# Blankety, Honeylove, Viva Glam II



## frankie! (Nov 3, 2006)

I'm still looking for my perfect nude lipstick! Nars chelsea girls was too orange, and Mac myth was too orange as well. (NC15, pigmented lips)

Are there any significant differences between mac blankety, honeylove and vivaglam II? And what do you all think about those three lipsticks, any opinions?

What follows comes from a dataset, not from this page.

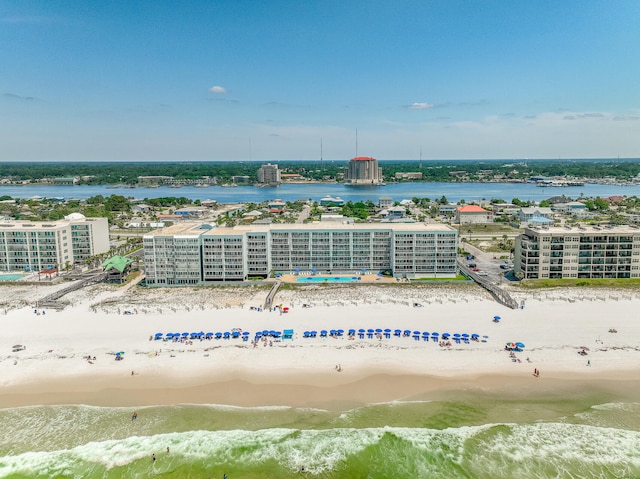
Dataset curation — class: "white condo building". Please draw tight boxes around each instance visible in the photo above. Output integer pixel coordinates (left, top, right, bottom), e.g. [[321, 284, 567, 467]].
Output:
[[0, 213, 109, 271], [144, 223, 458, 286], [513, 226, 640, 279], [344, 156, 383, 185]]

I was also considering Hug Me, but I concluded that it would be too dark for what i'm looking for (i might be wrong.. haha)

Thank you! :loveya:


----------



## lovalotz (Nov 7, 2006)

I also have pretty pigmented lips..
and when I tried out honeylove, my lips looked like nothing different.
Get the vivaglam!


----------



## Fairybelle (Nov 8, 2006)

Yes, the Viva Glam II is a wonderful 'nude' lipstick--plus all the proceeds go to AIDS research!! Two great things in one!


----------



## kimmy (Nov 9, 2006)

i'd go with Viva Glam II. i really like Myth (i'm an NW15) but Blankety...to me, is just way dark. it looks weird on me. you might want to try it though because there's a huge difference in how things look on cool and warm skintones, like Myth...isn't orangey at all on me


----------